So eine Meldung ist für die Medien und die (naturgemäß in der Mehrzahl) uninformierten Leser natürlich wie ein aufgelegter Elfer ohne Tormann. Spritzen ist ja grundsätzlich böse und jemanden dafür zu strafen, dass er es nicht tut, kommt der Meldung von "Mann beißt Hund" ziemlich nahe.
Ohne die Vorgangsweise werten zu wollen (da ich die französischen Umstände nicht kenne) möchte ich ergänzend zu Ullis Beitrag auf Seite 1 dieses Threads als im entfernteren Sinn Betroffener ein paar Hintergrundinfos liefern:
Die Amerikanische Rebzikade wurde von ebendort nach Europa eingeschleppt und hat als Einwanderer relativ wenige natürliche Feinde, auf die man zur Bekämpfung vertrauen könnte. Da sich der Schaden, den sie durch ihre Saugtätigkeit auf den Weinreben hervorruft in Grenzen hält, wäre das aber nicht weiter schlimm.

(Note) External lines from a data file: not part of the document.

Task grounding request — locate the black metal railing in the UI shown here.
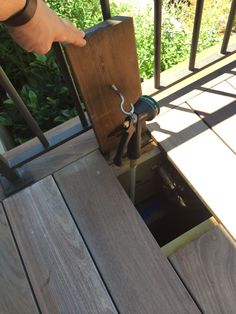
[0,0,236,188]
[100,0,236,89]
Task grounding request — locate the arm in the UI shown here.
[0,0,86,54]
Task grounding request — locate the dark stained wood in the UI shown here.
[55,151,199,314]
[65,17,141,153]
[148,104,236,239]
[0,204,38,314]
[170,226,236,314]
[4,177,117,314]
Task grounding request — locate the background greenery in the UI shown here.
[0,0,230,144]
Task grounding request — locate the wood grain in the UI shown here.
[55,151,199,314]
[170,226,236,314]
[22,130,98,182]
[187,78,236,153]
[148,104,236,239]
[4,177,116,314]
[65,17,141,153]
[0,204,38,314]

Leider kann diese Zikade aber mit jedem Saugvorgang auf einem Rebblatt die Phytoplasmenerkrankung Flavescence doree (Goldgelbe Vergilbung) übertragen, die nicht direkt bekämpft werden kann und die innerhalb weniger Jahre zum Absterben des Weinstockes führt.

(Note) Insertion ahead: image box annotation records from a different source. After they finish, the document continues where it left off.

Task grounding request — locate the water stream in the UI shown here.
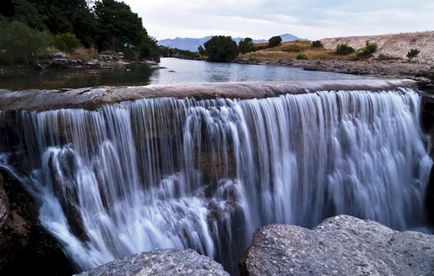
[0,89,432,271]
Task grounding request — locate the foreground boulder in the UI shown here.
[0,171,74,275]
[241,216,434,275]
[79,249,229,276]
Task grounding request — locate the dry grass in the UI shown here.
[241,41,357,62]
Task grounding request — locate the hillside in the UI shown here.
[158,34,299,52]
[321,32,434,63]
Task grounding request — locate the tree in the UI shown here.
[95,0,159,59]
[204,36,238,62]
[197,45,206,56]
[0,22,50,64]
[238,37,256,54]
[310,40,324,48]
[268,36,282,48]
[53,33,80,53]
[2,0,96,47]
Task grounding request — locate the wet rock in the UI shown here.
[79,249,229,276]
[0,79,417,111]
[0,172,73,275]
[241,216,434,275]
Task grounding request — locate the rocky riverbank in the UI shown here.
[0,171,74,275]
[237,59,434,81]
[73,215,434,276]
[78,249,229,276]
[241,216,434,276]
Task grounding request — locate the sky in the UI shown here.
[123,0,434,39]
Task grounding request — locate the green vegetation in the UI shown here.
[336,43,355,56]
[268,36,282,48]
[204,36,238,62]
[197,45,206,56]
[53,33,80,53]
[295,53,308,60]
[310,40,324,48]
[238,37,256,54]
[0,0,159,62]
[407,49,420,59]
[0,22,51,64]
[160,46,200,59]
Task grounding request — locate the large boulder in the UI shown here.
[79,249,229,276]
[241,216,434,276]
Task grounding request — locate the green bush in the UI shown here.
[268,36,282,48]
[336,43,355,56]
[238,37,256,54]
[407,49,420,59]
[53,33,80,53]
[295,53,308,60]
[310,40,324,48]
[0,22,51,64]
[204,36,238,62]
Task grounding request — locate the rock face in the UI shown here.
[0,172,73,275]
[321,32,434,64]
[79,249,229,276]
[241,216,434,276]
[0,79,417,111]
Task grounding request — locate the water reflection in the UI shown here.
[0,58,360,90]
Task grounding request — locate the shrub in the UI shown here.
[0,22,51,64]
[310,40,324,48]
[238,37,256,54]
[197,45,206,56]
[407,49,420,59]
[282,43,305,52]
[268,36,282,48]
[204,36,238,62]
[336,43,355,56]
[53,33,80,53]
[295,53,308,60]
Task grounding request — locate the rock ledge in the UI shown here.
[241,216,434,275]
[79,249,229,276]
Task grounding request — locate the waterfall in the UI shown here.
[0,89,432,270]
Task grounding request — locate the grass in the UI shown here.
[241,40,386,62]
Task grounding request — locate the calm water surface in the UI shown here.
[0,58,366,90]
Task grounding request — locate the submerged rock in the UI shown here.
[79,249,229,276]
[0,171,73,275]
[241,216,434,275]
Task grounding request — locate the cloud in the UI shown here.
[124,0,434,39]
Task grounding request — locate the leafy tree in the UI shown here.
[95,0,146,50]
[310,40,324,48]
[295,52,308,60]
[407,49,420,59]
[268,36,282,48]
[204,36,238,62]
[0,22,50,64]
[53,33,80,53]
[336,43,355,56]
[238,37,256,54]
[0,0,15,18]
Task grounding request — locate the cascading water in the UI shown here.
[0,89,432,271]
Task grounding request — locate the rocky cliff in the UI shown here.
[321,32,434,64]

Weil sich die Amerikanische Rebzikade (im Unterschied zu heimischen Zikadenarten, die ähnliche Krankheiten - Stolbur oder Schwarzholzkrankheit genannt - übertragen können) jedoch ausschließlich vom Pflanzensaft der Weinreben ernährt, kann die Verbreitung von Flavescence doree extrem schnell gehen. Es genügt ein befallener Rebstock, an dem eine Zikade saugt, damit den Erreger aufnimmt, und bei jeder weiteren Nahrungsaufnahme neue Rebstöcke infiziert.

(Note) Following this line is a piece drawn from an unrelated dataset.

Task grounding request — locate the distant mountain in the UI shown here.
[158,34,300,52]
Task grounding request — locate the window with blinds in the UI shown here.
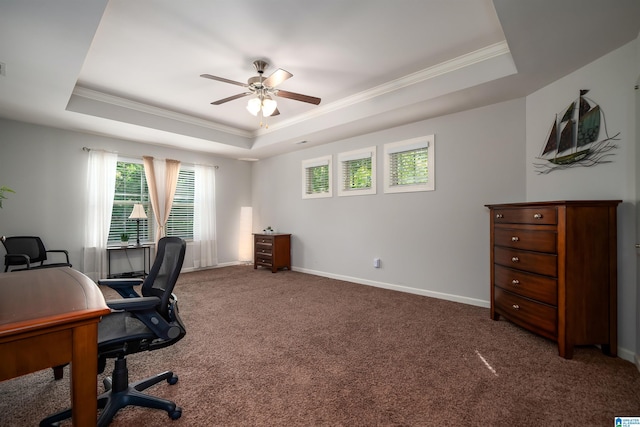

Nicht umsonst gibt es bei uns in Österreich (und ich nehme an in anderen Gebieten ist es ähnlich) die gesetzliche Verpflichtung, von Flavescence doree befallene Rebstöcke zu roden und zu verbrennen. Sind mehr als 20 (?) Prozent der Stöcke eines Weingartens befallen, wird von den Behörden die Rodung des gesamten Weingartens amtlich angeordnet und überwacht!
Ergänzend zu diesen Maßnahmen, die dazu dienen sollen, die Infektionsmöglichkeiten für die Amerikanische Rebzikade so gering wie möglich zu halten gibt es auch bei uns (wie offensichtlich auch in Frankreich) die Möglichkeit, dass die Behörden gebietsweise Insektizidbehandlungen vorschreiben können, um die Zikadenpopulation gering zu halten.
Dazu kann man stehen, wie man will (und die Diskussion darüber erinnert ein wenig an die Impfdebatte), aber es handelt sich dabei zumindest in Österreich nicht um eine leichtfertig getroffene und von Chemiekonzernlobbying getriebene Entscheidung (wie das an anderer Stelle behauptet wurde).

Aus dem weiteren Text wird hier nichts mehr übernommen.